IT-Conductor focused this quarter to increase the ROI for our customer's daily SAP Operations by automating the management of critical areas to minimize disruptions in services and maximizing the availability and performance of systems:
- Pacemaker Cluster Resource Management
- Linux Kernel Resource Management
- HANA Memory Management
- HANA Automated Backup
- SAP qRFC Inbound and Outbound Queue Management
- Printer Queue Management
- SAP Jobs Management
- SAP System Performance Reporting
- Daily Recovery Reports
- Service Operations for SAP/DB/OS/VM stop/start
A few of these newly added features include:
In Q2-2019, ITC introduced Pacemaker HA Cluster Monitoring, which has been enhanced to allow detection of many types of cluster events and logs, that can be matched to specific resource or engine errors. In Pacemaker, the resource failcount keeps track of errors in operation such as start, stop, monitor for every resource managed by the cluster. These failcount are often result of soft errors such as timeout during startup of resources, which can take longer depending on system size, e.g. HANA startup can be longer on a large system. Thus, it is not desirable to trigger resource recovery or failover which can be simply retried. ITC can monitor these resource failures and trigger auto-recovery to reset the failcount (back to zero) so that the cluster can retry the operations which often succeeds, otherwise a failover may occur. Meanwhile, the original reason for the failure could still be alerted and notified so the underlying cause can be further investigated.
In Q2-2019, ITC also introduced Linux Monitoring Enhancements, including kernel usage monitoring of critical resources like processes, threads, memory usage. While these are useful for capacity and tuning, there is often a need to proactively manage the kernel resources to prevent system or workload failures due to bottlenecks. One such example is a common problem seen on Linux systems running HANA where Soft CPU Lockup can occur due to Directory entry unused cache (dentunusd, as monitored by 'sar -v') growing very large to possibly billions. When the system runs low on memory available, it will trigger a reclamation of the dentunusd cache using all available CPU threads, thus locking up the system and HANA can be unresponsive for many seconds and even minutes.
ITC can now monitor these resources and based on threshold, trigger automatic reclamation via recovery action, so the system avoids lockup when the resource utilization gets too high.
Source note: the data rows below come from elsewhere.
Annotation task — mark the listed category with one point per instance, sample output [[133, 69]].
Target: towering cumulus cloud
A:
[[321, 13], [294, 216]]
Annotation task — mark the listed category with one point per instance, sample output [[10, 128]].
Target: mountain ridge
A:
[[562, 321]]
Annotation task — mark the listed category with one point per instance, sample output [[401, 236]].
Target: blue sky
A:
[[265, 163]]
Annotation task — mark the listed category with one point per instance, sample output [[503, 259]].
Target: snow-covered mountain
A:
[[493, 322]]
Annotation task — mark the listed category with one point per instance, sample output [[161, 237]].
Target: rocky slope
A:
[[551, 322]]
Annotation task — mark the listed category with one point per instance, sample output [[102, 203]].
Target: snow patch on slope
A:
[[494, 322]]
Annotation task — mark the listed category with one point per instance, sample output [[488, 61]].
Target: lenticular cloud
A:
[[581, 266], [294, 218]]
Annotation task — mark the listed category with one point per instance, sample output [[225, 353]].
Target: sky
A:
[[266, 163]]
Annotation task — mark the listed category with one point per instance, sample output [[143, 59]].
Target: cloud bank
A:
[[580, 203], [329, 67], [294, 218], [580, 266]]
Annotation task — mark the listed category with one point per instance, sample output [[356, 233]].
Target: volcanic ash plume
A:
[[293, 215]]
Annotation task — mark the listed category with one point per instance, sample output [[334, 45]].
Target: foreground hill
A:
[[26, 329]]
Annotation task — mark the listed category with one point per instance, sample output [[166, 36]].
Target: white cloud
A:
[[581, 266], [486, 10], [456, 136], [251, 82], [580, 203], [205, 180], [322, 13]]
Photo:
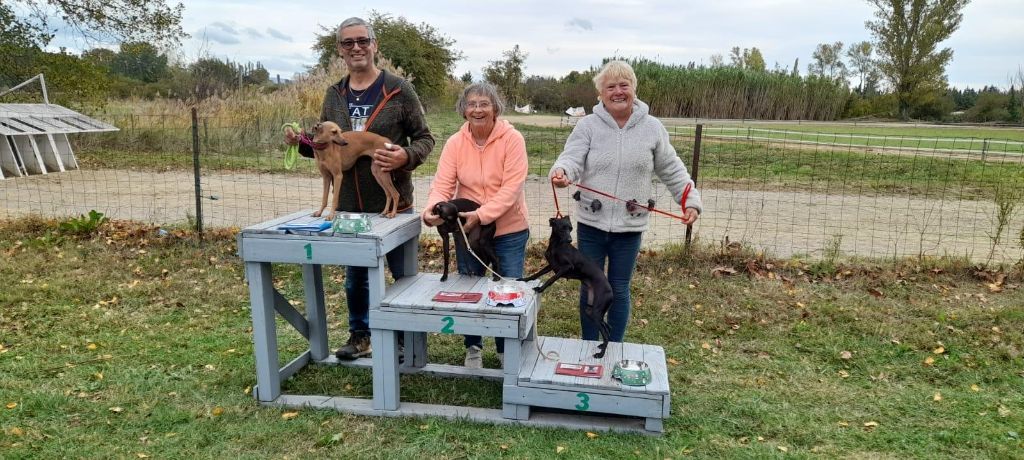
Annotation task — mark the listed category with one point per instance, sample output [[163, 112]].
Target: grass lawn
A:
[[127, 344]]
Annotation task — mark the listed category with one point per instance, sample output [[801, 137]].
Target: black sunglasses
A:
[[349, 44]]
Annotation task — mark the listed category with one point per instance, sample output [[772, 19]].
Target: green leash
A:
[[292, 154]]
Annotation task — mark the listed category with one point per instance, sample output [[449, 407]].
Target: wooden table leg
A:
[[264, 331]]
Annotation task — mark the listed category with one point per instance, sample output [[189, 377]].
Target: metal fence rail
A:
[[786, 193]]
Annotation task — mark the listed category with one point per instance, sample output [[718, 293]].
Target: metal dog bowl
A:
[[351, 222], [507, 294], [633, 373]]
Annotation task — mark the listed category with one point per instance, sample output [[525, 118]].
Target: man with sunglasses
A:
[[372, 99]]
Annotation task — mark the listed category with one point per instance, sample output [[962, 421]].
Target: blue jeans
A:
[[620, 250], [511, 250], [357, 287]]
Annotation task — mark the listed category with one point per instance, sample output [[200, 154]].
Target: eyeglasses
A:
[[349, 44]]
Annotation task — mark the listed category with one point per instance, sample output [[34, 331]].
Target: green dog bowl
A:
[[633, 373], [351, 222]]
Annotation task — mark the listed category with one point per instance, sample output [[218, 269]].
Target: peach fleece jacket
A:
[[492, 175]]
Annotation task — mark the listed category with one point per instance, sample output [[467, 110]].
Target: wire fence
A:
[[787, 193]]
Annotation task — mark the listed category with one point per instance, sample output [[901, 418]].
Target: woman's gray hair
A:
[[353, 22], [480, 89], [615, 70]]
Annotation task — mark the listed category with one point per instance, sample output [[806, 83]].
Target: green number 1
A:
[[584, 402], [449, 323]]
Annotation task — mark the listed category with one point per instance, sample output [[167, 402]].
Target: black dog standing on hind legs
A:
[[566, 261], [481, 238]]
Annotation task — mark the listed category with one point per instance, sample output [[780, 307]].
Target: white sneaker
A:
[[474, 358]]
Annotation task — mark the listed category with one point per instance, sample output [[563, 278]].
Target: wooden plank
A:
[[300, 249], [48, 152], [8, 164], [295, 366], [62, 145], [25, 147], [260, 227], [355, 406], [583, 400], [454, 323]]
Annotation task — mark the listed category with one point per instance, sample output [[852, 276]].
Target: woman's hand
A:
[[432, 219], [559, 179], [690, 215], [392, 159], [472, 219]]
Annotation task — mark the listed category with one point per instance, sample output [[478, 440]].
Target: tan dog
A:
[[336, 152]]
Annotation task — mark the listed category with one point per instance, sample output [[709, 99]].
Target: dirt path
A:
[[781, 222]]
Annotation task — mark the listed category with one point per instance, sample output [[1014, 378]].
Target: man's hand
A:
[[390, 160], [291, 137], [559, 179], [690, 215], [432, 219], [472, 219]]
In the recent SAP TechEd 2019 Microsoft Azure announcement for a 12 TB VM, it's hard to believe that HANA can run out of memory and start column store unloads which impacts performance. We know that proactive performance management can help avoid these situations by tracking usage and where appropriate manage it within defined thresholds. In HANA many operations can affect the ballooning of resident memory usage, such as delta merge, large volume of row store tables that by design loads on startup, long-running uncommitted transactions, etc. HANA has a very complex algorithm to manage the resident memory which sometimes can allow the memory management to grow for a long time without efficient reclamation. In these situations, when actual used memory by HANA services within the resident memory is low, it is often best to reclaim it via garbage collection without affecting long-running uncommitted transactions. ITC can use one or more memory KPIs, to trigger on-demand garbage collection and free up memory so system utilization can reflect actual resource usage, helping overall performance and right-size of VM instances to save cost.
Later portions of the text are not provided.